Personal information
- Full name: Danilo Petrolli Bueno
- Date of birth: 27 December 1983 (age 41)
- Place of birth: Monte Alegre do Sul, Brazil
- Height: 1.79 m (5 ft 10+1⁄2 in)
- Position: Midfielder

Senior career*
- Years: Team / Apps / (Gls)
- 1999–2002: Portuguesa / 24 / (3)
- 2002–2006: Vitória / 49 / (18)
- 2006–2010: Bragantino / 63 / (19)
- 2010–2012: Etoile du Sahel / 52 / (24)
- 2012: Mersin İdmanyurdu / 22 / (1)
- 2013: Botafogo Ribeirão Preto / 7 / (0)
- 2013–2014: São Caetano / 29 / (5)
- 2014–2015: Al Ittihad Kalba / 23 / (3)
- 2015: CRB / 18 / (1)
- 2016: Botafogo Ribeirão Preto / 9 / (1)
- 2016–2017: AEL Limassol / 17 / (3)
- 2017–2018: Al-Riffa
- 2018: Bragantino / 15 / (3)
- 2019: XV de Novembro / 11 / (1)

= Danilo Bueno =

Brazilian footballer (born 1983)

Danilo Petrolli Bueno (born 27 December 1983) is a Brazilian former footballer who played as a midfielder.

==Career==
He played in different positions in the Midfield (Centre Midfielder, Deep-lying playmaker, Playmaker, Attacking Midfielder, Side Midfielder).
In the 2008–09 Brazilian Série B season he was chosen as the best player of the second period.

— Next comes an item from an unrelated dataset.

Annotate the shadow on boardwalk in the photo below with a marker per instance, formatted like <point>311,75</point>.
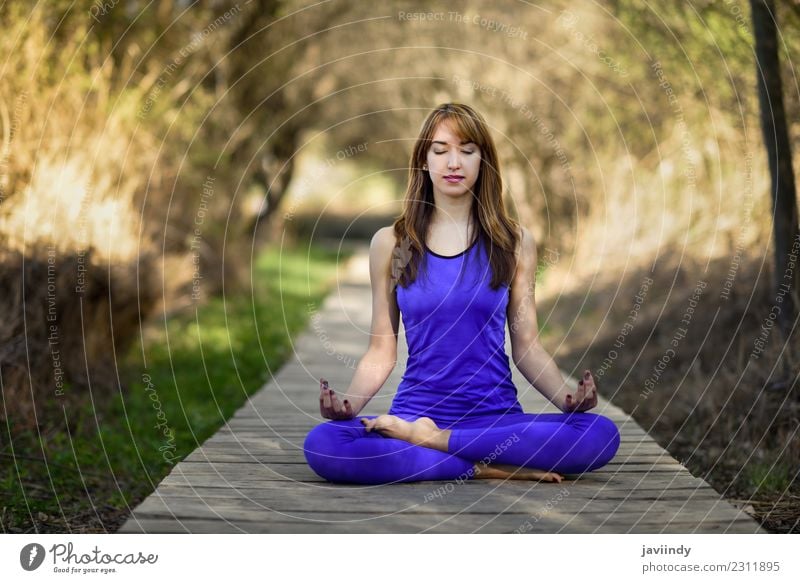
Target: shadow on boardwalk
<point>252,477</point>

In June 2010, he signed a 4 years deal contract with African club Étoile Sportive du Sahel (Tunisia) for a total amount of $950 000.
Before signing with Étoile Sportive du Sahel he had received some contracts from Italian sides like Reggina Calcio, Calcio Catania, and the Brazilian side of São Paulo FC.